Word-level perplexity counts each whitespace-delimited word as one prediction step. Early n-gram models and some recurrent models (such as AWD-LSTM) reported word-level perplexity on benchmarks like Penn Treebank and WikiText-103.
Subword-level perplexity counts each subword token (produced by BPE, WordPiece, or SentencePiece) as one prediction step. Models like GPT-2 (using BPE with ~50,000 tokens), BERT (using WordPiece with ~30,000 tokens), and LLaMA use subword tokenization. Because subword models split rare words into multiple tokens, they make more predictions per word, and each individual prediction tends to be easier. This results in lower per-token perplexity even if the model captures equivalent information.
Research has shown that tokenization differences can affect traditional perplexity measurements by up to 21.6%. To normalize across tokenization schemes, researchers can convert to bits per character or bits per byte, or use token-normalized perplexity that accounts for the total sequence length in characters rather than tokens.
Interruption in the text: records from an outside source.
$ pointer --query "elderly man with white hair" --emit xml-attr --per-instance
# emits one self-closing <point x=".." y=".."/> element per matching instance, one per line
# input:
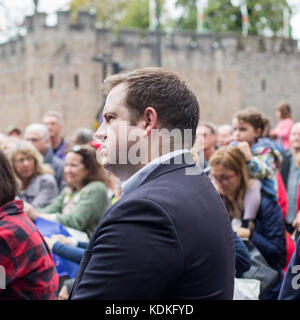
<point x="38" y="135"/>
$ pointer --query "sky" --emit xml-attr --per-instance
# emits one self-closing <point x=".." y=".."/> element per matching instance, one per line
<point x="15" y="10"/>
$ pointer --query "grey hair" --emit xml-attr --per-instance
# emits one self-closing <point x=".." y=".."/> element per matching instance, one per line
<point x="55" y="114"/>
<point x="41" y="128"/>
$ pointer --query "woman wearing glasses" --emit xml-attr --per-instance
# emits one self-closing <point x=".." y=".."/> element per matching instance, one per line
<point x="83" y="202"/>
<point x="38" y="185"/>
<point x="230" y="174"/>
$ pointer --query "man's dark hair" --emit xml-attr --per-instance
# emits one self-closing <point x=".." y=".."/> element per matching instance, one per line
<point x="9" y="186"/>
<point x="176" y="105"/>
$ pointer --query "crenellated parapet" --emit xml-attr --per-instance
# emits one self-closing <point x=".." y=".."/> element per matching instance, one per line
<point x="131" y="40"/>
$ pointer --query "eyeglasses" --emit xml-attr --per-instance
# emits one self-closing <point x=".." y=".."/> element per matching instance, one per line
<point x="33" y="139"/>
<point x="222" y="178"/>
<point x="22" y="160"/>
<point x="76" y="148"/>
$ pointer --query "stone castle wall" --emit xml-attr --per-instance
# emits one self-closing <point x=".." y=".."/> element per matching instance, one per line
<point x="53" y="68"/>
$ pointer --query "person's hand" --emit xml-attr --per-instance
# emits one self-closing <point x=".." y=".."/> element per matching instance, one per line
<point x="242" y="232"/>
<point x="50" y="242"/>
<point x="63" y="239"/>
<point x="296" y="223"/>
<point x="63" y="293"/>
<point x="245" y="148"/>
<point x="30" y="211"/>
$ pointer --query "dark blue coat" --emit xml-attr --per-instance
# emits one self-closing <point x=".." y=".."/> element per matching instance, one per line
<point x="242" y="257"/>
<point x="290" y="289"/>
<point x="170" y="238"/>
<point x="269" y="238"/>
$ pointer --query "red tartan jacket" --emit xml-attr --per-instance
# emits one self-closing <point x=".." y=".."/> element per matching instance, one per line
<point x="29" y="266"/>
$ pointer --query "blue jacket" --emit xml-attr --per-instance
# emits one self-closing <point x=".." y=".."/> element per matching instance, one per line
<point x="290" y="289"/>
<point x="269" y="238"/>
<point x="242" y="257"/>
<point x="170" y="238"/>
<point x="73" y="254"/>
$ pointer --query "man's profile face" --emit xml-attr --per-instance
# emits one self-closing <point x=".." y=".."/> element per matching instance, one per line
<point x="205" y="139"/>
<point x="114" y="131"/>
<point x="36" y="139"/>
<point x="53" y="126"/>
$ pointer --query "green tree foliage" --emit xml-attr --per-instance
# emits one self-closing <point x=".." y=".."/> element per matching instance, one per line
<point x="265" y="17"/>
<point x="137" y="15"/>
<point x="109" y="12"/>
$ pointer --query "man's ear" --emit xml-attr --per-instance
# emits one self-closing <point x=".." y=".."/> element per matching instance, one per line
<point x="149" y="120"/>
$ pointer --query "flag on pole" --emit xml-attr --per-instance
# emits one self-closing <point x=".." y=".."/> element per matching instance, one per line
<point x="245" y="18"/>
<point x="200" y="15"/>
<point x="152" y="15"/>
<point x="286" y="23"/>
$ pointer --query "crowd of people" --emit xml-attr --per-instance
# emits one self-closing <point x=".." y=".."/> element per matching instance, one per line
<point x="254" y="168"/>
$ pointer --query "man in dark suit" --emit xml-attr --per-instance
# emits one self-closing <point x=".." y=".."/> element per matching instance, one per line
<point x="169" y="236"/>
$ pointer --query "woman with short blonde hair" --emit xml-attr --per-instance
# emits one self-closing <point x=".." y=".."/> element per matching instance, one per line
<point x="230" y="174"/>
<point x="38" y="185"/>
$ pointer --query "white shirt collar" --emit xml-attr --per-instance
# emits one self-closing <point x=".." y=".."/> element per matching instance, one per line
<point x="137" y="179"/>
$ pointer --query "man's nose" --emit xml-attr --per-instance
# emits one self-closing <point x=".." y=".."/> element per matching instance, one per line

Vocabulary size directly affects perplexity. A model with a larger vocabulary faces a harder prediction task at each step because it must distribute probability mass across more possible tokens. All else being equal, a model with a vocabulary of 50,000 tokens will tend to report higher perplexity than an otherwise identical model with a vocabulary of 10,000 tokens.
This is why perplexity comparisons should always be made between models using the same vocabulary and tokenizer. When comparing across different vocabulary sizes, bits per character or bits per byte provides a more equitable comparison, since these metrics are independent of how the text is segmented into tokens.
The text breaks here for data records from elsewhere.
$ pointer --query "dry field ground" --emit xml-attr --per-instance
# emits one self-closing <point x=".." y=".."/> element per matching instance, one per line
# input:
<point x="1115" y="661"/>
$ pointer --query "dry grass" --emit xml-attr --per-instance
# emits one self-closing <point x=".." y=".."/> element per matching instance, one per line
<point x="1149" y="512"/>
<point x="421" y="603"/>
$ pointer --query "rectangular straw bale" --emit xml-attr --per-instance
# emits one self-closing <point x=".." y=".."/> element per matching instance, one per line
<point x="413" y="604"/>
The following tables show perplexity scores for notable language models on standard benchmarks. These scores illustrate the progress in language modeling over the years. Lower scores indicate better performance.
| Model | Test perplexity | Year |
|---|---|---|
| Kneser-Ney 5-gram | 141.2 | 1995 |
| AWD-LSTM + dynamic eval | 51.1 | 2017 |
| Mogrifier LSTM + dynamic eval | 44.8 | 2019 |
| Mogrifier RLSTM + dynamic eval | 42.9 | 2022 |
| GPT-2 (1.5B parameters) | 35.76 | 2019 |
| GPT-3 (175B parameters) | 20.50 | 2020 |
| Model | Test perplexity | Year |
|---|---|---|
| LSTM (Graves, 2013) | 48.7 | 2016 |
| Transformer with tied adaptive embeddings | 20.5 | 2018 |
| Transformer-XL Large | 18.3 | 2018 |
| Compressive Transformer | 17.1 | 2019 |
| Transformer-XL + RMS dynamic eval | 16.4 | 2019 |
| Routing Transformer | 15.8 | 2020 |
| Model | Dataset | BPC | Year |
|---|---|---|---|
| PPM compression | enwik8 | 1.46 | 1996 |
| Transformer-XL | enwik8 | 0.99 | 2019 |
| Model | Dataset | Perplexity | Year |
|---|---|---|---|
| GPT-2 (1.5B) | WikiText-2 | 19.93 | 2019 |
| GPT-2 (1.5B) | LAMBADA | 8.63 | 2019 |
| GPT-3 (175B) | LAMBADA (zero-shot) | 3.00 | 2020 |
| GPT-3 (175B) | LAMBADA (few-shot) | 1.92 | 2020 |
These results demonstrate a clear trend: larger models, better architectures, and more training data consistently reduce perplexity. The transition from n-gram models to LSTMs to Transformers brought dramatic improvements, with perplexity on WikiText-103 dropping from roughly 48.7 to below 16 over just a few years. However, perplexity scores should not be compared across different datasets, since the difficulty of prediction varies with the domain, vocabulary, and text style.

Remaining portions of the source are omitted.